In commissione si riprenderà il dibattito, che già c’è stato al Senato: un dibattito complesso in cui non si è ancora trovato un accordo. Bisognerà riprendere quello che è maturato nel dibattito, aggiornandolo con i due fatti fondamentali accaduti durante questa legislatura: la sentenza Englaro e le mozioni, fatte sia dal Senato che dalla Camera, sul conflitto di attribuzione a proposito della medesima sentenza. Al Senato peraltro c’è stata anche una mozione bipartisan, votata anche dal centrosinistra, sul fatto che ci sia l’esigenza di arrivare in tempo brevi alla legge. Questi sono i punti nuovi da cui il legislatore deve ripartire per aggiornare il dibattito. Spero che si possa arrivare a una legge il più possibile condivisa.
La presa di posizione della Cei influirà sul dibattito che sta per iniziare?

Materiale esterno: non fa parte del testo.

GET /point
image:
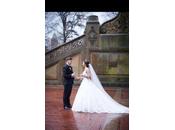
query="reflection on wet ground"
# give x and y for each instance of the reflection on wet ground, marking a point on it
(59, 119)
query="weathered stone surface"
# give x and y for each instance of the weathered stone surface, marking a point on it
(105, 46)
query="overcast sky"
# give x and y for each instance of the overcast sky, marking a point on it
(102, 16)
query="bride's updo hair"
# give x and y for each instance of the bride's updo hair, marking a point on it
(86, 62)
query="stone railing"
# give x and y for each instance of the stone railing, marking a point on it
(64, 50)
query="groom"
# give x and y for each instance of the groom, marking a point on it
(68, 76)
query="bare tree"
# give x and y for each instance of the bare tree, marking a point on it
(64, 24)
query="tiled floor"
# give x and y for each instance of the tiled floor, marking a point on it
(59, 119)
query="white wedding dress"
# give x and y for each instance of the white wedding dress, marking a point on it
(91, 97)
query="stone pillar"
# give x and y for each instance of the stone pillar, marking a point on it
(91, 36)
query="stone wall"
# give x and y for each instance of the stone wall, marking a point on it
(106, 47)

Diciamo che la Cei, con la sua posizione pacata e ragionata, aiuta culturalmente a chiarire i termini della questione. Secondo me è importante che venga sgomberato il campo dal pregiudizio nei confronti della Chiesa. Anche quando partecipo ai dibattiti, noto nel pubblico una prevenzione nei confronti delle posizione cattoliche, come se fossero arretrate e contrarie alla libertà personale. Al contrario gli interventi di Bagnasco e Betori hanno chiarito il quadro, ponendo le garanzie a tutela dei più deboli e dei più fragili, ed evitando quell’ingegneria sociale che è alla base della sentenza Englaro. Sono preoccupazioni che possono essere condivise da tutti, perché posizioni di estrema ragionevolezza, anche e soprattutto per un laico. Chi crede che esista solo una vita sulla terra, mi pare che a maggior ragione debba fare in modo che questa sia tutelata, e che non vengano fatte scelte assolutamente irrimediabili.